Artwork

Marguerite

Marguerite, by Carven, 1956
Marguerite, by Carven, 1956

Marguerite is a drawing by Carven. It dates from 1956 and is held in the collection of the Palais Galliera - Musée de la Mode de la Ville de Paris.

About this work

Overview

The drawing depicts a female figure in a modest, tailored dress, rendered with minimal detail and a restrained palette of soft browns.

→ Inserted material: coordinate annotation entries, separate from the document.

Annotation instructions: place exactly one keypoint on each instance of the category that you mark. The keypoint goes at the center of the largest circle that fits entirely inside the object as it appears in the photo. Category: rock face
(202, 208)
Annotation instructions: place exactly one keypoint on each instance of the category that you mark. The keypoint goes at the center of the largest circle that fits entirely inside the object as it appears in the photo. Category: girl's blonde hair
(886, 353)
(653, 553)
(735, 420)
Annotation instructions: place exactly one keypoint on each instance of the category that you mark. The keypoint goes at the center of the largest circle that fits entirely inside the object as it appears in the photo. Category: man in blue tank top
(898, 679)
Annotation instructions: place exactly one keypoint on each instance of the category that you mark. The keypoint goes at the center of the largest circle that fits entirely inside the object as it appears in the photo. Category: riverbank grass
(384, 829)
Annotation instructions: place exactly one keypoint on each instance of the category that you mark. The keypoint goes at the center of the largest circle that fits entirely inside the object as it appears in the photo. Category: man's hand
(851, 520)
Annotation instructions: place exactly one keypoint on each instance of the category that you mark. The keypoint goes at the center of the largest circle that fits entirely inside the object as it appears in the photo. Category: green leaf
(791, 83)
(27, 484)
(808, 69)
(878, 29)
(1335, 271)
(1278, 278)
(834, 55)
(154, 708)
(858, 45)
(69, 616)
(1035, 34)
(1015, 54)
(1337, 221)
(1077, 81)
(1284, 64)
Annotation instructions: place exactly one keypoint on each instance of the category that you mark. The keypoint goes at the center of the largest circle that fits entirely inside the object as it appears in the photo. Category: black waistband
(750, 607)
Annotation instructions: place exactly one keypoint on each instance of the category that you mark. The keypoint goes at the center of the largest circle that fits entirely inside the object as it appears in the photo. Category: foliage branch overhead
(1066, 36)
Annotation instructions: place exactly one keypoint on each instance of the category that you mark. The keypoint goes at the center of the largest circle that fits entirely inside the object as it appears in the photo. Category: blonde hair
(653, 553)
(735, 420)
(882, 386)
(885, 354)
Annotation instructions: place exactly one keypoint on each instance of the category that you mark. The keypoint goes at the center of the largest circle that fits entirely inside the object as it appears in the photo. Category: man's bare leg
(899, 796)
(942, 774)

Created around 1956, this pencil or ink sketch is attributed to the French fashion house Carven. It resides in the collection of the Museum of Ethnography. The drawing depicts a female figure in a modest, tailored dress, rendered with minimal detail and a restrained palette of soft browns. The absence of background elements and the presence of the name 'Marguerite' suggest it may have served as a design reference rather than a finished illustration.

Subject & Meaning

The figure, labeled 'Marguerite,' wears a simple dress with short sleeves, a defined waistline, and a gently flared skirt. The name may reference a model, client, or internal code, though its specific significance remains undocumented. The drawing’s focus on silhouette and structure implies an intent to capture a wearable form, possibly for production or presentation, rather than to convey narrative or identity.

Technique & Style

Executed in light, fluid lines, the sketch employs a restrained tonal range dominated by muted browns. Forms are suggested with economy, avoiding shading or texture. The figure is centered against a blank surface, emphasizing the garment’s outline and proportions. This approach reflects the functional nature of fashion drafting, prioritizing clarity and adaptability over artistic embellishment.

History & Provenance

The sketch entered the Museum of Ethnography’s collection without documented provenance prior to its acquisition. Its origin within Carven’s design studio is inferred from stylistic consistency with mid-century French fashion archives. No records confirm its purpose or the identity of Marguerite, leaving its context partially obscured despite its clear association with the brand’s design process.

Context

In the mid-1950s, French fashion houses like Carven emphasized refined, wearable designs for a growing middle-class clientele. This sketch aligns with the era’s preference for understated elegance and structural precision. Such studies were common in ateliers, serving as transitional tools between concept and garment. Its preservation reflects a broader institutional interest in documenting the material culture of fashion production.

Legacy

Though not publicly exhibited often, the sketch contributes to scholarly understanding of Carven’s design methodology during its postwar peak. It exemplifies how fashion houses relied on quick, functional drawings to translate ideas into production. Its presence in an ethnographic museum underscores the cultural value assigned to everyday design artifacts, beyond high fashion’s more celebrated pieces.

Artist & collection

Artist

Carven

These delicate ink-on-paper drawings capture the quiet poetry of everyday things: pinecones, reeds, apples.